Parallèlement, dans le
cadre de leur veille sur les offres commerciales, l’AMF et l’ACPR ont analysé
plus de 4 500 publicités diffusées via les médias traditionnels ou digitaux,
soit plus du double du volume analysé en 2024, et continué à prêter une attention
particulière à la promotion de produits et de services financiers et bancaires
par des influenceurs.
Le suivi des pratiques
de commercialisation
Les deux autorités
échangent régulièrement sur la programmation et les constats des contrôles
qu’elles conduisent en matière de distribution des produits financiers aux
particuliers.
Pratiques de
commercialisation :
en 2025, en s’appuyant sur les enseignements tirés de ces contrôles, le Pôle
commun a mené une analyse rétrospective sur cinq ans des pratiques des
professionnels, visant à identifier les difficultés récurrentes d’application
de la réglementation sur les marchés d’instruments financiers, la distribution
en assurance et l’information fournie sur les produits packagés (produits
dérivés, ETF, assurance-vie en unités de compte, etc.).
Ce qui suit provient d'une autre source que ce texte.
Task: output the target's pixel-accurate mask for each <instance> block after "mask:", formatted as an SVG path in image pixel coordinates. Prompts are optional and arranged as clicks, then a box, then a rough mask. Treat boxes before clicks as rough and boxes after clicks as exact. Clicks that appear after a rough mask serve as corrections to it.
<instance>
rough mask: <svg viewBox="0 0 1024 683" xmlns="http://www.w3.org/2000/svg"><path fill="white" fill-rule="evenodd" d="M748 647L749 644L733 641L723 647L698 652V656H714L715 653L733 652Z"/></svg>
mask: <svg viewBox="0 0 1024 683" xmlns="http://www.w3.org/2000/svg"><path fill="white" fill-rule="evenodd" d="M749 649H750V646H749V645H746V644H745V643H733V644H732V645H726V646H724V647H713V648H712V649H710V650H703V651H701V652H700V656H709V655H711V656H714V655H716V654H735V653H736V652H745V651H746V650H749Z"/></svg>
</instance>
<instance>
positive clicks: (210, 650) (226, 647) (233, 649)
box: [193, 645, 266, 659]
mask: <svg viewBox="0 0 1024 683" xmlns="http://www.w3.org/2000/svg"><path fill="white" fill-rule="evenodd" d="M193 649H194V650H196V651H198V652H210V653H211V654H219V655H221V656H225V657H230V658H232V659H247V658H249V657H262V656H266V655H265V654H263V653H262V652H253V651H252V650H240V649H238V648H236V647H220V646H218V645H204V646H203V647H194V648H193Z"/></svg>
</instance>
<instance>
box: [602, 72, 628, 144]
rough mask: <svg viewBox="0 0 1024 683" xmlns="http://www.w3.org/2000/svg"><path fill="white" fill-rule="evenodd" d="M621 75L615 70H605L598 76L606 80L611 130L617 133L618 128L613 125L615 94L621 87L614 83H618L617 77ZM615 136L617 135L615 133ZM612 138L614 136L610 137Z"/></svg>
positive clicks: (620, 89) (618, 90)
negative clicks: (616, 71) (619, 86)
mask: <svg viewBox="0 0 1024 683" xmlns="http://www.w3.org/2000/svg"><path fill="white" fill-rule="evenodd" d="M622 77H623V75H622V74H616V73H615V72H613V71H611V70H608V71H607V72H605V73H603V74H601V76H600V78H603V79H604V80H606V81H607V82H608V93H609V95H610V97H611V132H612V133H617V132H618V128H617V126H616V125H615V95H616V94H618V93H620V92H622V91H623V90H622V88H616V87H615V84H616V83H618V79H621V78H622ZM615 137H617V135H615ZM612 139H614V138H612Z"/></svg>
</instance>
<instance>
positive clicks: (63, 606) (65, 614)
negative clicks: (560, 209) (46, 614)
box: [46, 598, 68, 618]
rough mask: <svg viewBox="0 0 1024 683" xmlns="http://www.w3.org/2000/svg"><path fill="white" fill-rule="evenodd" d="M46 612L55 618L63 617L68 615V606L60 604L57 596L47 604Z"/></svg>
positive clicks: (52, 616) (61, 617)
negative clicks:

Ces travaux feront
l’objet d’une publication avant la fin de l’année.
Produits structurés : après avoir établi une
cartographie du marché français des produits structurés (publiée en avril
2025), les deux autorités ont poursuivi leurs travaux par une analyse des frais
et de la performance de ces produits, ainsi que du respect par les assureurs et
les distributeurs de leurs obligations professionnelles. Cette analyse, publiée
le 22 juin, a montré que les frais pouvaient être difficiles à comprendre pour
les investisseurs et très variables d’un distributeur à l’autre. S’agissant des
modalités de distribution, les deux autorités ont relevé de bonnes pratiques,
mais aussi des situations de non-conformité, notamment en matière
d’établissement de marchés cibles, sur lesquelles elles ont attiré l’attention
des professionnels. Les deux autorités mèneront les actions de supervision et
de contrôle adaptées dans leurs périmètres respectifs.
Recueil des préférences
de durabilité :
les travaux du Pôle commun se sont, par ailleurs, attachés à faciliter la prise
en compte des préférences de durabilité des investisseurs par les
professionnels dans un objectif de simplification du parcours investisseur. Les
notions réglementaires qui définissent la durabilité peuvent, en effet, être
compliquées à appréhender, rendant difficile la mise en œuvre des obligations
prévues par la réglementation européenne depuis 2022. Dans un document publié
en novembre 2025, l’AMF et l’ACPR ont ainsi proposé des solutions concrètes aux
professionnels pour faciliter la prise en compte de ces préférences, au travers
d’outils d’évaluation adaptés, de meilleures pratiques de questionnement et
d’une clarification des obligations.
Accompagner la mise en
œuvre de la stratégie européenne en matière d’investissements des particuliers
Dans le cadre de
l’Union pour l’épargne et l’investissement, la stratégie en matière
d’investissements des particuliers constituera un enjeu majeur pour les années
à venir. Le Conseil et le Parlement européens se sont accordés sur un cadre
actualisé, entériné le 5 juin 2026 par le Conseil. Les professionnels devront,
par exemple, recenser et quantifier l’ensemble des frais et des coûts des
produits financiers qu’ils conçoivent ou conseillent et en apprécier le
caractère justifié et proportionné (c’est ce que recouvre la notion value for
money). Ils auront aussi à rendre plus accessible l’information sur les coûts,
les risques et les rendements obtenus, grâce à des formats standardisés.
À travers le Pôle commun mais aussi dans leurs compétences respectives et dans leurs travaux européens, l’AMF et l’ACPR seront mobilisées, au cours des prochaines années, pour accompagner la mise en œuvre de ces exigences nouvelles, que ce soit sur les frais et les coûts ou sur le parcours de l’investisseur.